Hi,
This is driving me a little crazy and seems to be related to airflow so hopefully someone has insight.
Our project uses Astronomer cloud, but I can duplicate this error when running my deployment locally.
I have a DAG that uses a PostgresOperator to execute a SQL statement on RedShift. The SQL creates a materialized view and takes about 12-15 minutes. There is no issue with the SQL itself; I can execute it directly without error. Also, the behavior is the same if I substitute a different, long-running SQL statement.
When I run my DAG the node that executes the SQL failes, and I see this error via the UI:
[2020-10-10 17:32:29,517] {taskinstance.py:1145} ERROR - SSL SYSCALL error: EOF detected
Traceback (most recent call last):
File "/usr/local/lib/python3.7/site-packages/airflow/models/taskinstance.py", line 983, in _run_raw_task
result = task_copy.execute(context=context)

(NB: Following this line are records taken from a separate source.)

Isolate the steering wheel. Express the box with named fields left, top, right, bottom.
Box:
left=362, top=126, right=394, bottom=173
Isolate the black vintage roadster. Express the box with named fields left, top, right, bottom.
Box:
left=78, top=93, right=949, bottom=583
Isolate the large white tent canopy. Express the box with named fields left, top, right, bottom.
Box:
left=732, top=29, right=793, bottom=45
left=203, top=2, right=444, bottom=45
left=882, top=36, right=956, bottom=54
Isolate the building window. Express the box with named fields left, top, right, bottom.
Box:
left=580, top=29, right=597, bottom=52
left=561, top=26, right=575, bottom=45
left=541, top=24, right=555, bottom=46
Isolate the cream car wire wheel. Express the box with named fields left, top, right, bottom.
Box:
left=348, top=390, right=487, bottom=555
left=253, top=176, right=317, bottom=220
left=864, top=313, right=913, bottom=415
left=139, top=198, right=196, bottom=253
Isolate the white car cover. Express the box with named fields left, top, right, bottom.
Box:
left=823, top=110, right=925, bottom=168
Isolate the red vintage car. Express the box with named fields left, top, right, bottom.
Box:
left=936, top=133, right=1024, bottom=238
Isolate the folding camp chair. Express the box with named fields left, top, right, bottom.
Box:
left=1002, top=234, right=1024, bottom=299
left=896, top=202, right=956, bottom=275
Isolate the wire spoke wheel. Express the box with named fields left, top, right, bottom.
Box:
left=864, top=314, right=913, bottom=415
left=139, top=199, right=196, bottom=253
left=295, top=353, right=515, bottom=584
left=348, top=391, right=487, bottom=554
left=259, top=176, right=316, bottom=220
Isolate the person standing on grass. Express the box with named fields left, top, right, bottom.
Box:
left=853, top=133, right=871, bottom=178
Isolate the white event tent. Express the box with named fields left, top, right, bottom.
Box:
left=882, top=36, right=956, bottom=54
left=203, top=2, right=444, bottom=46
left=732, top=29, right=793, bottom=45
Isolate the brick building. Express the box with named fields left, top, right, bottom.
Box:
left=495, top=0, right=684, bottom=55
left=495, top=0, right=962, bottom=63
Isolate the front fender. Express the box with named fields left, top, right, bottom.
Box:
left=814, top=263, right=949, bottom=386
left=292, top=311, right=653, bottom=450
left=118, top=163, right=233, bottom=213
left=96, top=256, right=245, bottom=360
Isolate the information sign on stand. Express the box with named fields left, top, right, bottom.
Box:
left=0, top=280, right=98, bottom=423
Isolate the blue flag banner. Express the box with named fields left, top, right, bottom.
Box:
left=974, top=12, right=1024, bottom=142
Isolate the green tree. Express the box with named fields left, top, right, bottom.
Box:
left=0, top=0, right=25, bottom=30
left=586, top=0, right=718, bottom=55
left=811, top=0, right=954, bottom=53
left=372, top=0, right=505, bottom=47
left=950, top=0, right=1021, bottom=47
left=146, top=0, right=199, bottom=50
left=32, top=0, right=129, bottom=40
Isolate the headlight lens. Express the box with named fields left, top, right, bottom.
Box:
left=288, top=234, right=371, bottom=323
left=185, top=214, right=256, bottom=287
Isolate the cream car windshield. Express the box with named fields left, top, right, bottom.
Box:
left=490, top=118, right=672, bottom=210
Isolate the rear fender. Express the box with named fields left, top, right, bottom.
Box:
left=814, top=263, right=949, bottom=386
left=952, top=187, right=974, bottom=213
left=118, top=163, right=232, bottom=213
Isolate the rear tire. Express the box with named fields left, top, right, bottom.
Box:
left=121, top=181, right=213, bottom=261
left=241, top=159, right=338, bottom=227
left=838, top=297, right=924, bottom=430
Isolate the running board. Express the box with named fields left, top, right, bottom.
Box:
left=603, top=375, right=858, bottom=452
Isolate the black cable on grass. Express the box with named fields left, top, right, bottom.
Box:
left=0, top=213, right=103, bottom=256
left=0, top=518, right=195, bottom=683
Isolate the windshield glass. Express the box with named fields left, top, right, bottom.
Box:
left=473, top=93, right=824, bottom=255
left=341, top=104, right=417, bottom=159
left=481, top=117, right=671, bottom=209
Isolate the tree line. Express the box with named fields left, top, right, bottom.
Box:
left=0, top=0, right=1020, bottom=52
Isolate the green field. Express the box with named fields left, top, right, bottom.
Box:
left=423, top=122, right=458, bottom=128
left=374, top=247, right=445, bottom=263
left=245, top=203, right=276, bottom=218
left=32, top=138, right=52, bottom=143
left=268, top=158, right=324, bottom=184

File "/usr/local/lib/python3.7/site-packages/airflow/operators/postgres_operator.py", line 65, in execute
self.hook.run(self.sql, self.autocommit, parameters=self.parameters)
File "/usr/local/lib/python3.7/site-packages/airflow/hooks/dbapi_hook.py", line 175, in run
cur.execute(s)
psycopg2.OperationalError: SSL SYSCALL error: EOF detected
All that really indicates is that the connection to RedShift was lost.
If I view the docker container logs of the scheduled (docker exec -it <container_id> logs -f) I see this:
[2020-10-10 17:32:36,698] {scheduler_job.py:1313} INFO - Executor reports execution of create_view.create_dl_view execution_date=2020-10-10 17:26:46.238038+00:00 exited with status success for try_number 1
So the schedule thinks things were successful, but the webserver doesn’t. The SQL is still running on RedShift and will successfully complete after the normal 12-15 minutes.
I thought it might have something to do with psycopg2 (the library that PostgresOperator uses), but if I take airflow out of the equation and run the SQL via psycopg2 then everything works. The other strange behavior is that the error (or the “success” if the scheduler logs are to be believed) always happens about 6 mins after the query begins.
Is there some airflow process that would kill a process after 6 minutes?
Any thoughts on how I can further debug?
Thanks very much for any help.